2. Road trip! - We've been talking for years about packing up the car and going on a road trip, and I'd love to see this summer be the one for that. At this point, we don't have any travel plans set in stone so it would be nice to save up some vacation days and hit the road. We're lucky in Edmonton to be near the Rockies so our route would certainly include a few days in the mountains and then maybe on to Vancouver Island. It wouldn't be the most frugal of vacations (I'm not a camper), but it would be fun to explore by car, something I haven't done since I was a kid. 

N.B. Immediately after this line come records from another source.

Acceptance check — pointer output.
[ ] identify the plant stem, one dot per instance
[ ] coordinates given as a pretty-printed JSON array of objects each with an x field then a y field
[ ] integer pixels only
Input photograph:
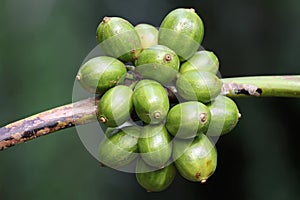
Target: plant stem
[
  {"x": 262, "y": 86},
  {"x": 84, "y": 111},
  {"x": 81, "y": 112}
]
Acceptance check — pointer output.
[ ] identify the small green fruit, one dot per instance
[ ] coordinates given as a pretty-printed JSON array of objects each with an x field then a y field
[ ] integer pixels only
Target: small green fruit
[
  {"x": 115, "y": 106},
  {"x": 196, "y": 161},
  {"x": 198, "y": 86},
  {"x": 154, "y": 180},
  {"x": 155, "y": 145},
  {"x": 203, "y": 61},
  {"x": 148, "y": 35},
  {"x": 224, "y": 116},
  {"x": 100, "y": 74},
  {"x": 121, "y": 148},
  {"x": 158, "y": 63},
  {"x": 188, "y": 119},
  {"x": 151, "y": 102},
  {"x": 118, "y": 38},
  {"x": 182, "y": 30}
]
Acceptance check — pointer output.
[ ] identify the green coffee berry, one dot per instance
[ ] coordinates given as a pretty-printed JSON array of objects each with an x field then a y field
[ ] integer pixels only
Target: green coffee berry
[
  {"x": 148, "y": 35},
  {"x": 118, "y": 38},
  {"x": 200, "y": 86},
  {"x": 115, "y": 106},
  {"x": 101, "y": 73},
  {"x": 119, "y": 149},
  {"x": 152, "y": 179},
  {"x": 182, "y": 30},
  {"x": 203, "y": 60},
  {"x": 196, "y": 161},
  {"x": 151, "y": 102},
  {"x": 224, "y": 116},
  {"x": 155, "y": 145},
  {"x": 158, "y": 63},
  {"x": 188, "y": 119}
]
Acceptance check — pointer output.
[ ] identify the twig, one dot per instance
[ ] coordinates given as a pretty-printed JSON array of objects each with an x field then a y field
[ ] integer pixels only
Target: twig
[
  {"x": 83, "y": 112},
  {"x": 47, "y": 122},
  {"x": 262, "y": 86}
]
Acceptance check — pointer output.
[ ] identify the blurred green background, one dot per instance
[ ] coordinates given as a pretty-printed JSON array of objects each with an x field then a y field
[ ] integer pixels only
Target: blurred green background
[{"x": 42, "y": 45}]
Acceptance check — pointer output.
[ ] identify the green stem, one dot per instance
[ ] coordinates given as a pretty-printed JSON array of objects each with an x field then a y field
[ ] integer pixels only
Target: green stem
[{"x": 262, "y": 86}]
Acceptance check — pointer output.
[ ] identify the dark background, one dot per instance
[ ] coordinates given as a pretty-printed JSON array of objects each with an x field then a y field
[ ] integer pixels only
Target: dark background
[{"x": 42, "y": 45}]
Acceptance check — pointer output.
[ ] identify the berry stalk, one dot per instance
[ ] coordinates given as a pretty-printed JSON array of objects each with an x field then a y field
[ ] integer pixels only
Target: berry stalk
[{"x": 84, "y": 111}]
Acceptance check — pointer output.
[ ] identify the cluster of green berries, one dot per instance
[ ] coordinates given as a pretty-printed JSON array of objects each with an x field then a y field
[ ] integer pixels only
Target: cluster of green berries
[{"x": 161, "y": 100}]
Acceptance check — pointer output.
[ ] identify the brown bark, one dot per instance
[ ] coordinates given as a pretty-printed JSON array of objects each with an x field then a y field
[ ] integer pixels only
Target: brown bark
[{"x": 47, "y": 122}]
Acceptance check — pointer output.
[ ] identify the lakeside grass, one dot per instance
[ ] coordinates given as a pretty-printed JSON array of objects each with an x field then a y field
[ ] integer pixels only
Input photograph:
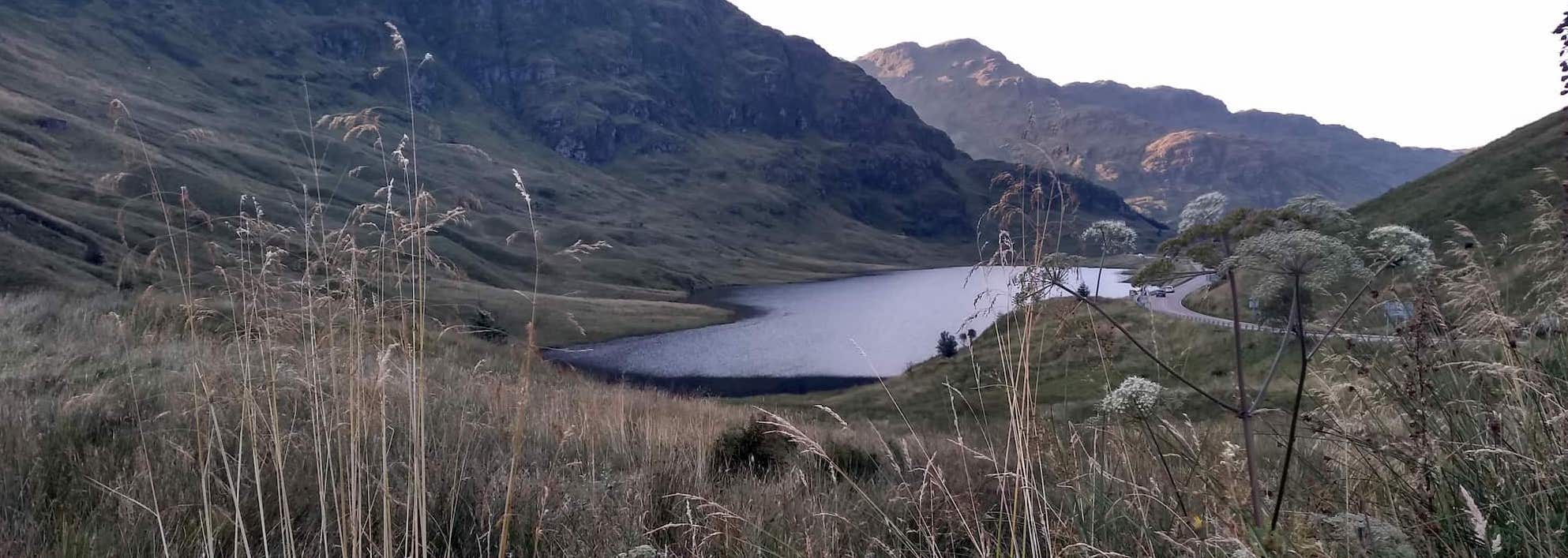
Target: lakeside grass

3. Blog productivity - I really enjoy having a little place on the internet to write and share my thoughts, but I'd like to push this a bit more in 2017 and make the blog more productive. I'm keeping my expectations low, but I'd like to earn at least a few bucks and get a little more traffic. This also includes becoming a more avid reader (and commenter) of blogs that I love. One of my main goals is to get ahead on writing posts. At this point, I write when I can and try to post something at least once a week. Going forward I would like to build up a small library of future posts, so I'm not forced to write when I really don't feel it and have a more consistent schedule. Work in progress guys ;) 

So that's where I'm sitting with my New Year's resolutions, but I'd also like to share a few financial resolutions that you might want to add to your list if you're looking to get your finances in order. 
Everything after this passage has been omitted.